A decision support system for above-ground herb and shrub growth, forage consumption and hydrologic processes
PHYGROW, short for phytomass growth model, is a daily time step computation engine that models above ground herb and shrub growth, forage consumption, and hydrologic processes. It is capable of modeling the growth dynamics of many plant species competing for limited resources while modeling grazing by herbivores in competition for forage resources.
Phygrow is a point-based, daily time step, algorithmic or computation engine that models above-ground plant growth, forage consumption and hydrological processes. The model was first coded in 1990 and has undergone many enhancements since that time. The model’s original computation algorithms are a mixture of formulas adapted from other plant growth models — CREAMS, GLEAMS, EPIC, WEPP, SPUR, CENTURY, ERHYM-II — as well as the biological relationship from grass tiller level research and dietary selection conducted at Texas A&M University.

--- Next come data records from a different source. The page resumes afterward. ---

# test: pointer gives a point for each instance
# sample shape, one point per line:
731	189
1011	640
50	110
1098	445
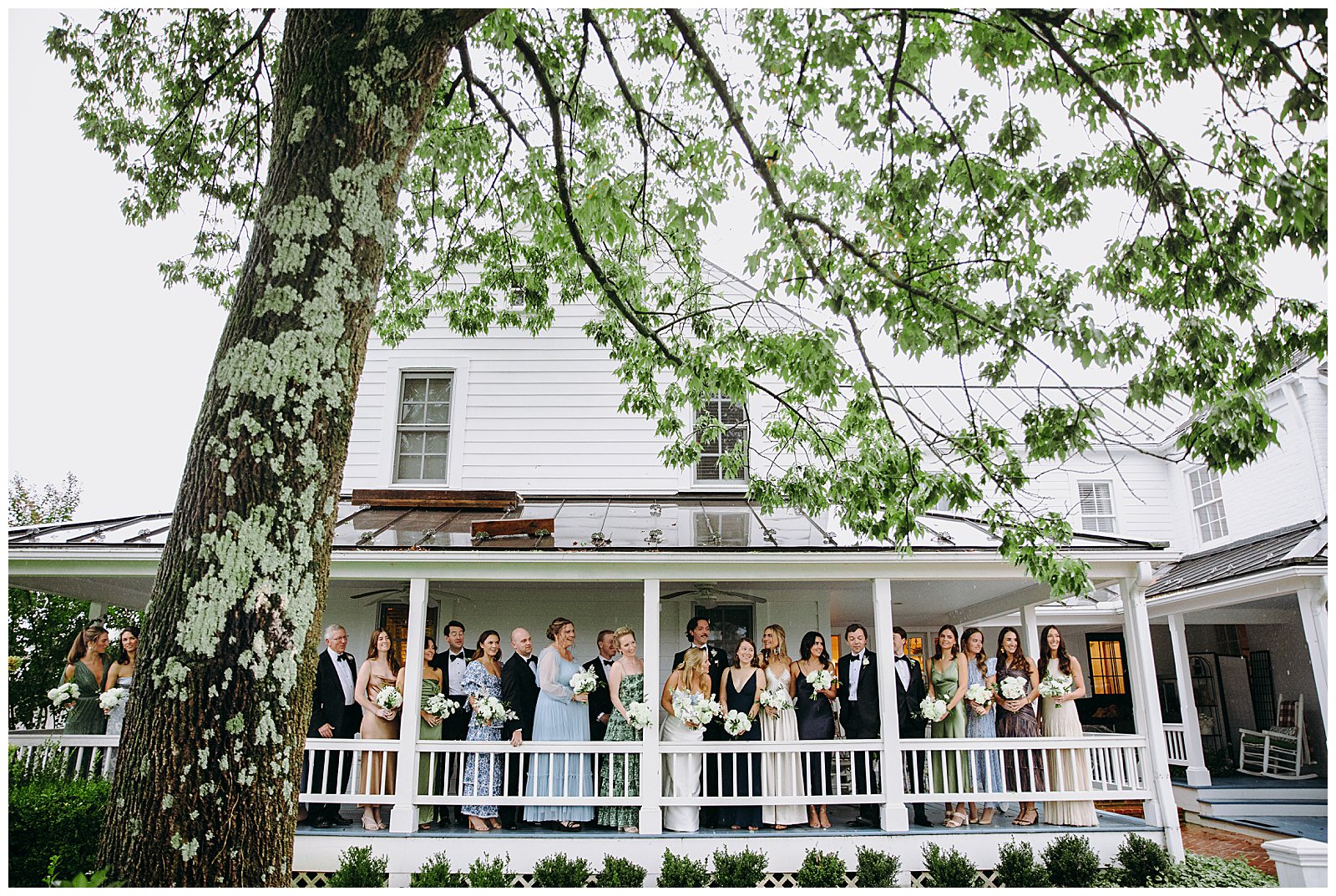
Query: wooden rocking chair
1279	751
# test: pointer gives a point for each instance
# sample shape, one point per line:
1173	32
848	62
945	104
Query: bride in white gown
782	769
681	771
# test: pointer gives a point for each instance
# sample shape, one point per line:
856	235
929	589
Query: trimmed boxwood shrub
357	867
743	868
1141	862
821	869
560	871
50	816
877	868
1070	862
683	873
436	873
619	873
949	868
1019	868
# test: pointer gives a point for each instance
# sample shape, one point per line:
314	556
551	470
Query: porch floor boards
1109	822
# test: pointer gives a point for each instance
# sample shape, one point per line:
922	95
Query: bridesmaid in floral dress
620	775
1024	769
483	772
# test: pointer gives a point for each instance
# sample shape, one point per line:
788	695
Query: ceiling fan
710	596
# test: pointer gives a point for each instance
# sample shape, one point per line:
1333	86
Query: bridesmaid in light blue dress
561	715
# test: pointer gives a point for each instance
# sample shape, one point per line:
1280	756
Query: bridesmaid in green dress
627	682
429	726
949	767
87	668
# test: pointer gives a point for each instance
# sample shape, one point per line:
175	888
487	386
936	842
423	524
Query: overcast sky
107	367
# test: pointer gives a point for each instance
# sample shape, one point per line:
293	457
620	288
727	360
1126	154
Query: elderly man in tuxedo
334	713
861	716
600	701
910	692
520	692
698	632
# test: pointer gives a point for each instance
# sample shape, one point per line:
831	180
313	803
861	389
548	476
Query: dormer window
423	436
734	419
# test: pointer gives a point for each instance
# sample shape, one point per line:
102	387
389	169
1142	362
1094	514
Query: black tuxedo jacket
600	701
859	717
908	700
520	692
329	706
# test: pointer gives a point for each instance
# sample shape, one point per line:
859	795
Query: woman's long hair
1064	660
79	649
392	656
478	652
695	673
736	662
937	642
982	659
806	649
1012	661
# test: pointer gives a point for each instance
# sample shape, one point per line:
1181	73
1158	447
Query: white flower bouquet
584	681
641	716
1055	686
389	697
777	700
113	697
821	680
736	724
441	706
979	695
934	711
489	711
63	695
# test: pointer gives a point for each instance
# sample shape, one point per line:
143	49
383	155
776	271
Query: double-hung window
423	434
1096	506
734	421
1208	504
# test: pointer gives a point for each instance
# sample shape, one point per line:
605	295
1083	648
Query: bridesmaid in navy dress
741	771
815	721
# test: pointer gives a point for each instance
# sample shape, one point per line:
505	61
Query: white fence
1095	767
1176	742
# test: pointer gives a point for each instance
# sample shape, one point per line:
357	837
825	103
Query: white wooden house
451	432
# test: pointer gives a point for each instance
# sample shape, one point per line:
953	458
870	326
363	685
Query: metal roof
581	523
1299	545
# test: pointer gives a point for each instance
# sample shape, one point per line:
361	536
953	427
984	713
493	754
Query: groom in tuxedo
910	692
334	713
698	632
861	716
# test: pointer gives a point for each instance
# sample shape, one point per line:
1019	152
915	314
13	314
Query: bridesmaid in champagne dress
1069	769
378	671
783	773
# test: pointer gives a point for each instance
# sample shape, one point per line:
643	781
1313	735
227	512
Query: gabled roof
1299	545
579	523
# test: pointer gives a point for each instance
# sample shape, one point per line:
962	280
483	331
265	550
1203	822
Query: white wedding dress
782	769
681	776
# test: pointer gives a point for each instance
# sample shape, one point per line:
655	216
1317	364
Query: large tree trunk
207	777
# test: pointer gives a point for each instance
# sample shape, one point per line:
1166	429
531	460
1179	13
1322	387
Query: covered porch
955	576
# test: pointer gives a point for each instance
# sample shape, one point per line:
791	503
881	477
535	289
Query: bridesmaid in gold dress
378	671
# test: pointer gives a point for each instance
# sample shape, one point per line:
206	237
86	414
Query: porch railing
1176	742
1095	767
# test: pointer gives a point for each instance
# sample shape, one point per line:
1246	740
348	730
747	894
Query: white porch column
1313	609
894	812
1197	773
1161	809
1030	632
651	756
404	815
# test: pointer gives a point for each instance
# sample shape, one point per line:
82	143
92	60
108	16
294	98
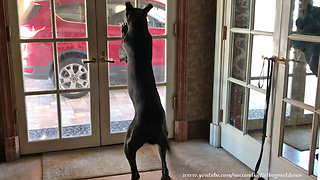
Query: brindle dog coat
149	123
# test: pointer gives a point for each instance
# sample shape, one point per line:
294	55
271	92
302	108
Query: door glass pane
262	45
75	115
116	16
236	105
256	113
73	73
122	110
302	82
241	13
71	19
42	118
297	136
156	16
35	19
38	66
118	70
264	21
240	54
316	150
306	17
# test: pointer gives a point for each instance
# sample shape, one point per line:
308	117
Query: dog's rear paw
136	177
166	177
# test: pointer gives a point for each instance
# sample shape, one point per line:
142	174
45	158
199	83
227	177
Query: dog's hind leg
130	151
163	146
131	146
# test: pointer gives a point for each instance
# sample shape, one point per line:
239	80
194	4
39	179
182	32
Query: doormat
298	137
95	162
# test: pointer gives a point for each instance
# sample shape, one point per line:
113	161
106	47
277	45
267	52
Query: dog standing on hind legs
149	123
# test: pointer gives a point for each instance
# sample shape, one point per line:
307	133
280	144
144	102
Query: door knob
85	61
104	59
281	60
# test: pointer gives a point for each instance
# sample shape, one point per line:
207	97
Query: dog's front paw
124	29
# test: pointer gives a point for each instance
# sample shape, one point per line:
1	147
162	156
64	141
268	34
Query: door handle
85	61
104	59
281	60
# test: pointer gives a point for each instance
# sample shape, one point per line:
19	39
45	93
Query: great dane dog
149	123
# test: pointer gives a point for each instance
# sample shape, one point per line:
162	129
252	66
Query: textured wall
201	35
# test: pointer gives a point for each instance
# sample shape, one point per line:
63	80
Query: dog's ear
309	7
129	7
147	9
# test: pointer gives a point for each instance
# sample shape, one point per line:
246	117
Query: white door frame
279	164
237	142
99	85
55	144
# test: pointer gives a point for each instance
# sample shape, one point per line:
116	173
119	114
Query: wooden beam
7	114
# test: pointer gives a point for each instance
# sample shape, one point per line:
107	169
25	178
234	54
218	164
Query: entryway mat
95	162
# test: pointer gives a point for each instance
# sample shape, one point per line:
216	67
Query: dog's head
136	17
309	21
136	21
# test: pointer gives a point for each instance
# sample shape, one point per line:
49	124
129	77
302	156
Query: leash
264	126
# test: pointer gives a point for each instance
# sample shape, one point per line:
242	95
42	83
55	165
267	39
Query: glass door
68	93
250	34
295	143
116	110
53	45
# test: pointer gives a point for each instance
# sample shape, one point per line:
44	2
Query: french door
249	35
295	141
70	85
287	30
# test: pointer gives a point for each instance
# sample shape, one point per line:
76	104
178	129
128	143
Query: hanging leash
264	126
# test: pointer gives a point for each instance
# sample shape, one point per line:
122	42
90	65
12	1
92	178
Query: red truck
38	59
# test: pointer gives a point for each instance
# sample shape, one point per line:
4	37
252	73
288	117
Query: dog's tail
167	145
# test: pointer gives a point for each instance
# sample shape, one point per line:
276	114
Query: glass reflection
35	19
236	106
71	19
262	45
240	54
241	13
256	114
261	21
302	79
297	136
38	67
156	16
306	17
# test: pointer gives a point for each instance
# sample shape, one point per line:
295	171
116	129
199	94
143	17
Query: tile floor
193	158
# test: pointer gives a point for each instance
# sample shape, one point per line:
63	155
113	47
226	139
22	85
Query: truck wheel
73	74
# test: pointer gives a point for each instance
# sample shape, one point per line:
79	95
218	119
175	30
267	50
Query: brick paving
42	109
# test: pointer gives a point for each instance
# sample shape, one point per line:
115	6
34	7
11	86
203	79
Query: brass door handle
109	60
281	60
85	61
104	59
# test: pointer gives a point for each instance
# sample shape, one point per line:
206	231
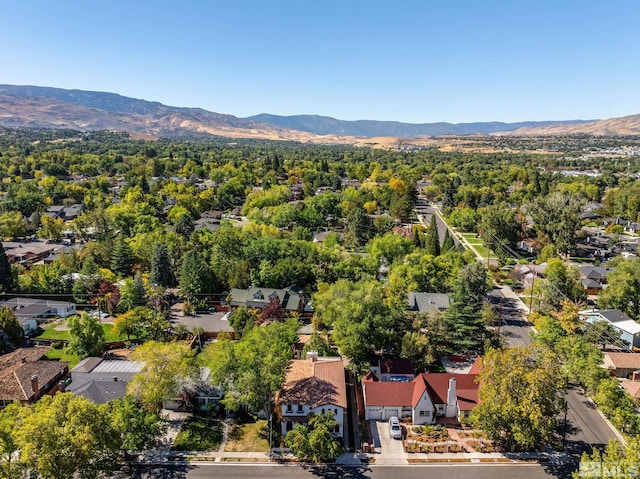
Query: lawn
248	437
199	433
63	355
50	332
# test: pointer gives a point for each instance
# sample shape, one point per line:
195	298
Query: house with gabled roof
291	299
25	378
426	399
314	385
628	328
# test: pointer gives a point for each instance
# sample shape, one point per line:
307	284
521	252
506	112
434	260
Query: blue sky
412	61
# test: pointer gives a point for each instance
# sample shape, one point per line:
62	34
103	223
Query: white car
394	428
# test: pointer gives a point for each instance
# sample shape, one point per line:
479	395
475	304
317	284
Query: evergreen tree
161	272
466	331
6	276
432	240
184	225
11	327
121	257
447	243
195	276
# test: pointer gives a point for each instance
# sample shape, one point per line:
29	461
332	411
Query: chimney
452	396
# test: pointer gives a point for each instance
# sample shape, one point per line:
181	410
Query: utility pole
533	283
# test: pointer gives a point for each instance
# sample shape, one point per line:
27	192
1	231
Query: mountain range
45	107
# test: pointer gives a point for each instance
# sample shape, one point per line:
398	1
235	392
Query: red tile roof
388	393
315	383
18	367
466	388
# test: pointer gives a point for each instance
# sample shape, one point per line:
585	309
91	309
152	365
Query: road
586	427
193	471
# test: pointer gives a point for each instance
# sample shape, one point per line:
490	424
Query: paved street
336	472
390	451
586	427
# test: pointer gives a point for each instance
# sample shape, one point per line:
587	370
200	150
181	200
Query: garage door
390	412
375	414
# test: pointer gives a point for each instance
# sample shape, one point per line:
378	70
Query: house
25	378
526	273
321	237
428	398
406	231
593	278
314	385
202	392
428	302
291	299
628	328
530	245
623	365
31	312
393	370
101	380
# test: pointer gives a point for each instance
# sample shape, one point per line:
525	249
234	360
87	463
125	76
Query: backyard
199	433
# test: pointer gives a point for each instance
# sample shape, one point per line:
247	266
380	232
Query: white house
313	385
425	399
628	328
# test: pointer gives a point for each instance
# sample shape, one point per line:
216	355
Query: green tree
51	228
252	369
10	325
447	243
132	294
86	335
242	320
6	275
432	240
312	441
66	436
519	396
499	229
161	271
557	216
363	324
11	418
139	428
166	366
195	275
121	257
13	225
623	288
463	319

The model is capable of stimulating the growth of multiple species of plants subject to selective grazing by multiple animals on soil with multiple layers for indefinite periods of time. Phygrow is designed to be integrated with a wide variety of weather databases, vegetation databases, and stocking rule databases. It provides output for a wide variety of data sources and formats including all relational databases, NetCDF file formats, commas-separated and tab-delimited file formats, and linkages to other models and the internet using Python, Perl, and Java web applications.
Phygrow requires 4 primary data sources to run: soil, weather, grazers, and plant data. Consequently, due to the lack of available sources for plant parameters, the largest repository for such data is the database link to PHYGROW. For soils, the system was primarily designed to work with data from SSURGO or STATSGO, however, it can use soil data from any source, provided the attributes needed to run the model are supplied. Grazing information is usually collected in the field by survey crews and entered directly into the model’s parameter database. Weather data can be pulled from numerous sources. We primarily use products from NOAA, however, we can use data collected from weather stations and other various sources.
Final data input to the PHYGROW model is required to be in the form of a comma-separated values (CSV) ascii file with a defined data format. However, many data import interfaces have been written for the PHYGROW computational engine that allows for source data to be input via an interactive web page (eg. PhyWeb 2.0) or imported from existing database systems or spreadsheets.
The model has a unique capability to be started and stopped at any point in the computational process to allow full integration with data acquisition systems, automation systems, and/or other models. The PHYGROW model engine is written in the C++ programming language and uses an object-oriented design, thus allowing high efficiency in the incorporation of new scientific relationships when necessary. Because of the start-restart features of the model, simulations can be integrated at various spatial scales in terms of explicit areas across a landscape, or in a virtual landscape representing multiple plant communities and soil combinations via a spatially explicit multiple run mode. The PHYGROW model can be run in an automated environment across multiple platforms most Linux environments and as a standalone application in Windows 10 and later.
The primary system located at CNRIT utilizes a distributive computing environment. This allows streaming of data from many weather and soil database sources thus allowing near real-time computation of plant growth. At the other end of the equation, other entities around the world can write applications that access the output from PHYGROW, or the output can be sent to other distributed computing systems around the world.
PHYGROW does not require the use of commercial or customized data storage systems. However, the model can use both commercial and customized data storage systems. All the tools and middleware for the automated systems are developed with non-proprietary software. The way the data is acquired, stored and output is dictated by the needs of the user. That is, what kind of weather data, the number of plant community/soils/grazer/weather combinations to be modeled, the frequency of reporting, the required linkages to other applications (e.g. actuarial, insurance companies, RMA) and the nature of the output (graphical, text or both on the web, ftp or other) will determine the design and functionality of the automation process.
How to Get and Use Phygrow
PLEASE NOTE: if you will be running Phygrow on a Microsoft Windows computer to test your model runs and then you also run the same model on a UNIX machine, you will see slight variations in the model output. This is due to the different ways in which floating point arithmetic is handled in Windows C++ compilers versus UNIX C++ compilers. It amounts to several decimals places deep rounding error, but the errors can compound to show visibly differing results for the same model. Phygrow has been developed and tuned against the UNIX results because this version does not truncate the floating point numbers arbitrarily and therefore produces the most accurate numbers.